The Committee recalls that, in general, in order to ensure that a minimum service is genuinely minimum – that is, one which is limited to the operations which are strictly necessary to meet the basic needs of the population or the minimum requirements of the service, while maintaining the effectiveness of the pressure brought to bear – workers’ organizations should be able, if they so wish, to participate in defining such a service, along with employers and the public authorities. Furthermore, in case of disagreement, the issue should be brought to a joint or independent body responsible for examining rapidly, and without formalities, the difficulties raised by the definition and application of such a minimum service and empowered to issue enforceable decisions (see General Survey of 1994 on freedom of association and collective bargaining, paragraphs 160–161).

The Committee requests the Government to specify whether trade unions have the right to appeal a dispute on the determination of the minimum service to an independent body like the District Court, whether this body has the competence to make binding decisions on the substance of the matter and the average duration of these proceedings.

Compulsory arbitration. In its previous comments, the Committee had noted that the new Labour Law does not reiterate the provisions of section 136 of the previous Labour Law, so as to allow the parties to freely decide whether to submit a dispute to a binding arbitration.

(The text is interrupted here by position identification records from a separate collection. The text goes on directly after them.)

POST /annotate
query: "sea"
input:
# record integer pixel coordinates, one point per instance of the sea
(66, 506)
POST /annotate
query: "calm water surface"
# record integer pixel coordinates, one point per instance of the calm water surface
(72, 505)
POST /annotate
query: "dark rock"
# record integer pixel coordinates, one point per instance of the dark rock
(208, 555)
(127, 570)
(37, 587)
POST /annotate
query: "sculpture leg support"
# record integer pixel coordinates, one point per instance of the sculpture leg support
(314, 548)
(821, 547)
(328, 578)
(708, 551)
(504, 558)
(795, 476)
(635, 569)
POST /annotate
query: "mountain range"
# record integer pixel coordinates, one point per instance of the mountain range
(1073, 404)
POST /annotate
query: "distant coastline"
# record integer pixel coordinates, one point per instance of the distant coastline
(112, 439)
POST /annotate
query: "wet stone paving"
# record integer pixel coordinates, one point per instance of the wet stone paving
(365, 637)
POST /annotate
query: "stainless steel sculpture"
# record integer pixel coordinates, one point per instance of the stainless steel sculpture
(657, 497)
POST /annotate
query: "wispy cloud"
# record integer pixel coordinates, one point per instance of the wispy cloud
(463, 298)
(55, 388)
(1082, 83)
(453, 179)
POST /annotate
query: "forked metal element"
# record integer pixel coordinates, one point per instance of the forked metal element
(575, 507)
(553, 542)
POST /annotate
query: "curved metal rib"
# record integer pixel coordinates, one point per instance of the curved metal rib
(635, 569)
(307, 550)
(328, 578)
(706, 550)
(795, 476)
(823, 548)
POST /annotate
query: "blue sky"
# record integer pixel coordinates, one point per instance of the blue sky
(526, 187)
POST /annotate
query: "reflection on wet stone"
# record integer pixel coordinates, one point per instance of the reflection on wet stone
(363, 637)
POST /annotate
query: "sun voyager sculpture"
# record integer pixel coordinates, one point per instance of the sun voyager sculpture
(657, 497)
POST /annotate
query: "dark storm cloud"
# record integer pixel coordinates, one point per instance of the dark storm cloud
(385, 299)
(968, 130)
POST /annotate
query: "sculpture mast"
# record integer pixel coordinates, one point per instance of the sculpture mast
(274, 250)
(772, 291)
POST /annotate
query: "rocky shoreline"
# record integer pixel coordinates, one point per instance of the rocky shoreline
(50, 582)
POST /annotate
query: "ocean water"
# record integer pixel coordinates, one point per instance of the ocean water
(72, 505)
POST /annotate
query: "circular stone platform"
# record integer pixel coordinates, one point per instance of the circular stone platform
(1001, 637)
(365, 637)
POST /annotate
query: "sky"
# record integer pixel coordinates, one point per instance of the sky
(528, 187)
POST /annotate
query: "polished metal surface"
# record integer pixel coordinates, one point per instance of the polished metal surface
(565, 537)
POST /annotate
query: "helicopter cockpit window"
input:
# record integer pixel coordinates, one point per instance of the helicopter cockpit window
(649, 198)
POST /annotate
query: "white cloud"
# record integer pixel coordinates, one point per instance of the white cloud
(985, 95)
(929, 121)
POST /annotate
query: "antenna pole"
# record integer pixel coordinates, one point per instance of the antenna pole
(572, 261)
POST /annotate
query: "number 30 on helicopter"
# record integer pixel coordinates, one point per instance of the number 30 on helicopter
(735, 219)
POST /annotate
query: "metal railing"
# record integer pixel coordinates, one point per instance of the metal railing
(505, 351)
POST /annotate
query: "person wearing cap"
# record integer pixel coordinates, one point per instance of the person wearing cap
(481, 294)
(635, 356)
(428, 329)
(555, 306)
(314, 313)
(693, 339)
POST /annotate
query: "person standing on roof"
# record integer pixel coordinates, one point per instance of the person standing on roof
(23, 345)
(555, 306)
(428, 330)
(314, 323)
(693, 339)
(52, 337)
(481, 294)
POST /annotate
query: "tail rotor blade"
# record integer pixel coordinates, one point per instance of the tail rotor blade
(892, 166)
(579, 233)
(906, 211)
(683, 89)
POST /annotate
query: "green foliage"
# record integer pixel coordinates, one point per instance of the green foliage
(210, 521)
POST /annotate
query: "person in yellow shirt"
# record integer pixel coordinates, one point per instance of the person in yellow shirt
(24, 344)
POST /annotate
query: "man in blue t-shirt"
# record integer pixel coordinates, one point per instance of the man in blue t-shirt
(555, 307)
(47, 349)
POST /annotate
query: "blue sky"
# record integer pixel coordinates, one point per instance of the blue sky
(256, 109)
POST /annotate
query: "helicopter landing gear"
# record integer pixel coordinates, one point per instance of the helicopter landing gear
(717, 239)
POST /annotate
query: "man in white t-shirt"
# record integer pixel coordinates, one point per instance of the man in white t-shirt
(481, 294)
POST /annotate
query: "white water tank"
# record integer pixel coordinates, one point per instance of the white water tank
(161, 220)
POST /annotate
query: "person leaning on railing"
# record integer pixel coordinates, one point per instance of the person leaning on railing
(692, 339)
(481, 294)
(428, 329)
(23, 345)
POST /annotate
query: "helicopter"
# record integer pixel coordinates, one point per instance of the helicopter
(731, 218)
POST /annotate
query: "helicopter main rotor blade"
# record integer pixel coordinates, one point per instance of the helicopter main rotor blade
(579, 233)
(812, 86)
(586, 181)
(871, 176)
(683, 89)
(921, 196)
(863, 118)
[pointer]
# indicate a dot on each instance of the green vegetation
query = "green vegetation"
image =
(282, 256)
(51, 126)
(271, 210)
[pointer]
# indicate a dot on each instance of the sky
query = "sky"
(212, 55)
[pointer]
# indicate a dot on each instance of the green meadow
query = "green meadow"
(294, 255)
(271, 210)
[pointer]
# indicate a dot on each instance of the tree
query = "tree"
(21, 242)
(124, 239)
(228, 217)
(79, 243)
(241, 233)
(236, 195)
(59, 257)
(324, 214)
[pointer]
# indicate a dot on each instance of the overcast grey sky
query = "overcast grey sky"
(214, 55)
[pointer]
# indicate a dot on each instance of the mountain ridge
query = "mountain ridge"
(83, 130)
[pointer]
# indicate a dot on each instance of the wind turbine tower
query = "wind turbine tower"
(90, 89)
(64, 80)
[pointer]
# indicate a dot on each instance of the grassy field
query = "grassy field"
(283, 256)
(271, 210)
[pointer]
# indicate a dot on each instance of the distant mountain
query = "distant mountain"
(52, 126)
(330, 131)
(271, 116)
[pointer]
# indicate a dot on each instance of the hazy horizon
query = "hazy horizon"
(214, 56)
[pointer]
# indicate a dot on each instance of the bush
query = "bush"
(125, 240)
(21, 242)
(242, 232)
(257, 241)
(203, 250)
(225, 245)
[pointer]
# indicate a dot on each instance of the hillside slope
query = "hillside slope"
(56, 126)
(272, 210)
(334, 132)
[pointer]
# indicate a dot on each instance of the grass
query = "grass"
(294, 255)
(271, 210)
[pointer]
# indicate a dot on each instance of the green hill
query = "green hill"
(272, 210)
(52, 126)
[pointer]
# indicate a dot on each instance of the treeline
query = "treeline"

The Committee notes from the Government’s report that the new Labour Act of 2005 has introduced an amendment to previous provisions so that now the parties to a dispute can make an independent decision on whether to bring their dispute to arbitration. However, the activities of general interest (the power-generating industry; water supply; transportation; radio–television media founded by the Republic of Serbia, the autonomous provinces or local self-administration units; the postal, telegraph and telecommunication services; utilities; production of basic food products; medical and veterinary protection; education; social care of children and social protection and activities of special importance for the defence and security of the Republic of Serbia) are exempted from this provision and there is an obligation to institute proceedings before the Reconciliation Commission in case of disputes over the conclusion, amendment and implementation of collective agreements. The Committee also notes that, according to section 18 of the Law on the Peaceful Settlement of Labour Disputes, the parties to a dispute in an activity which is of general interest are under an obligation to achieve a peaceful resolution of their dispute. Finally, the Committee notes, that in answer to the comments made in 2008 by the International Trade Union Confederation (ITUC) on the issue of compulsory arbitration, the Government indicates that the Law on the peaceful settlement of labour disputes establishes a National Mediation Agency before which disputes pertaining to the exercise of the right to strike are settled. In the activities of general interest, there is an obligation, as noted above, for the parties to bring the dispute to this Agency for conciliation. However, the Law on the peaceful settlement of labour disputes does not prevent employees from going on strike while their dispute is being settled peacefully. The Committee requests the Government to specify whether the decisions issued by the National Mediation Agency are final and binding on the parties, thus rendering the continuation of a strike impossible.